Ohio State only scored 10 points in the last 9:30 of the regulation, a stretch that saw the Buckeyes run some of their worst offensive sets of the year. William Buford's two field goals during that stretch were the only points scored away from the foul line by Ohio State and absent an exceptional free throw performance by Jared Sullinger (16-18), Northwestern would have been able to pull off the stunner. The Wildcats showcased that the way to defeat Ohio State is to change the style of play to such a degree that the Buckeyes become frustrated. Northwestern threw a number of defensive looks, slowed the ball down on offense and dared the Buckeyes to beat them with outside jumpers. All confused Thad Matta's group and made the best team in America look decidedly ordinary.

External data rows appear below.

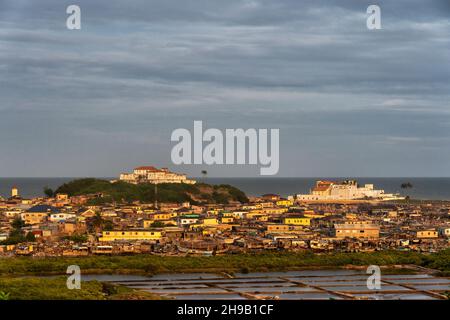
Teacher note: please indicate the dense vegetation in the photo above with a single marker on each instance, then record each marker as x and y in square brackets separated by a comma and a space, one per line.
[56, 289]
[166, 192]
[151, 264]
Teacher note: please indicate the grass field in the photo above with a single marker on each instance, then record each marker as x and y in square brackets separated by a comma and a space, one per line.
[151, 264]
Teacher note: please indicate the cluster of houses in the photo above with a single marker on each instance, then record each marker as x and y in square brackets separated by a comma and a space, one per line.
[64, 225]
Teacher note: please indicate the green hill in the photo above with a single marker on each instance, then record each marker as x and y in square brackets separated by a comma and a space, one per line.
[167, 192]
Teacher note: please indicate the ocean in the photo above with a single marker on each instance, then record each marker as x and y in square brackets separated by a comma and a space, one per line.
[423, 188]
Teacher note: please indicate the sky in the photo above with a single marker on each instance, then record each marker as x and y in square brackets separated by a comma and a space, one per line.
[348, 101]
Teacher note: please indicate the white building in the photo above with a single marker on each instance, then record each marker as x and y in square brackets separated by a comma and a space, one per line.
[345, 190]
[150, 174]
[61, 217]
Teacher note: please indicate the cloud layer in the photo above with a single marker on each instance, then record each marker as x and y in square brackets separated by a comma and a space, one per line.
[348, 101]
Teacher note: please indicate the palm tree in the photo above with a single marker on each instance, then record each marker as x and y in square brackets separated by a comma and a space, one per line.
[204, 174]
[4, 295]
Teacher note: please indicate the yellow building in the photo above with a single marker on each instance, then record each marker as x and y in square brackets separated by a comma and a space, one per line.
[130, 235]
[427, 234]
[277, 228]
[274, 210]
[209, 221]
[299, 221]
[360, 229]
[284, 203]
[313, 215]
[162, 216]
[227, 220]
[34, 217]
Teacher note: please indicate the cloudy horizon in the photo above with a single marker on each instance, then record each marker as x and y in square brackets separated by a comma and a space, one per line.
[349, 102]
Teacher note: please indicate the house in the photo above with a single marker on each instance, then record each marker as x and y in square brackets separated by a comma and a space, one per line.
[60, 217]
[297, 220]
[359, 229]
[130, 235]
[38, 214]
[445, 231]
[427, 234]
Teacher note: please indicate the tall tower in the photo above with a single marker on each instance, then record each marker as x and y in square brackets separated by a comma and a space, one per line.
[14, 192]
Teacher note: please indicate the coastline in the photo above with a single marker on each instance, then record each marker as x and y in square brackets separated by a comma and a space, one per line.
[260, 262]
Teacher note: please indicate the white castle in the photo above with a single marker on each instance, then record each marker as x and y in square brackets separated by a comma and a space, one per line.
[150, 174]
[346, 190]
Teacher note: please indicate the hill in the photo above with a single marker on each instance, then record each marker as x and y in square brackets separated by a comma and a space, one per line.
[167, 192]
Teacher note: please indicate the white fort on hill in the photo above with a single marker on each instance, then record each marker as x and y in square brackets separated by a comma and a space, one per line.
[150, 174]
[345, 190]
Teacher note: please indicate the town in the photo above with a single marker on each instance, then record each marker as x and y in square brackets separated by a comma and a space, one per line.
[71, 225]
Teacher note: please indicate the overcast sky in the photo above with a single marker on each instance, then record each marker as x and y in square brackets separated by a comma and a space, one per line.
[348, 101]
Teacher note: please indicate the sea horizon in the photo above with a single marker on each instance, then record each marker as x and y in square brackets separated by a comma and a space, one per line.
[423, 188]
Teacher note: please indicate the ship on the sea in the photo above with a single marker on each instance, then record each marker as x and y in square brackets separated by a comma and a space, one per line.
[325, 190]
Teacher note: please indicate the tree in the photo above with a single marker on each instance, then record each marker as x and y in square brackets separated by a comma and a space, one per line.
[18, 223]
[30, 237]
[204, 173]
[157, 224]
[48, 192]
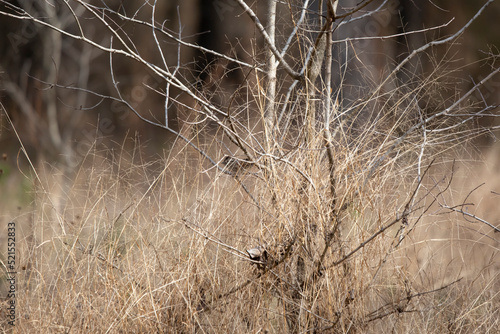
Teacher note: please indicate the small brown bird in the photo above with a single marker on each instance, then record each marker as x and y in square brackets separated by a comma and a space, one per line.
[235, 165]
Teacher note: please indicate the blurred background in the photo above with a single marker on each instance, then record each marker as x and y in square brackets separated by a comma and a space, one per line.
[58, 125]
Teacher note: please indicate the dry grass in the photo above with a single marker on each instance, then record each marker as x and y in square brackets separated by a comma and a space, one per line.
[132, 247]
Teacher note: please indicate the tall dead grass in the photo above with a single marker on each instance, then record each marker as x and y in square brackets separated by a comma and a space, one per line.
[128, 246]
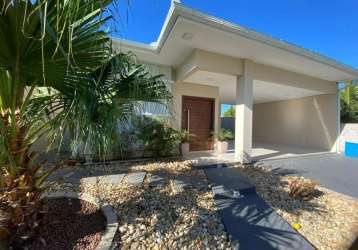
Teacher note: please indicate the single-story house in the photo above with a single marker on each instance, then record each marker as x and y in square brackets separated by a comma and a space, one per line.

In the end, Ohio State ability to control the glass (they outrebounded Northwestern 41-24) and use its exceptional height and athleticism to overcome its poor play, allowed the Buckeyes to escape with a victory. But the game does raise some worries for those positioning the Buckeyes as the favorite when the brackets are announced on Sunday. For the first time in a number of weeks, the Buckeyes looked disjointed and were taken out of their game, something that hadn't happened even in their road defeats. A great passing team was reduced to selfish play and little offense was generated outside of drawing contact and getting to the free throw line. It even took a questionable call in the game's final minutes (the strange technical on Northwestern center Luka Mirkovic for throwing his mouthpiece down in frustration in overtime) in order for the Buckeyes to seal the victory.
None of those traits are consistent with the Ohio State I watched all season and was certain could cut down the nets in Houston this April. Ohio State is still the best overall team in America, but Friday's win showed that the Buckeyes are vulnerable, just like everyone else.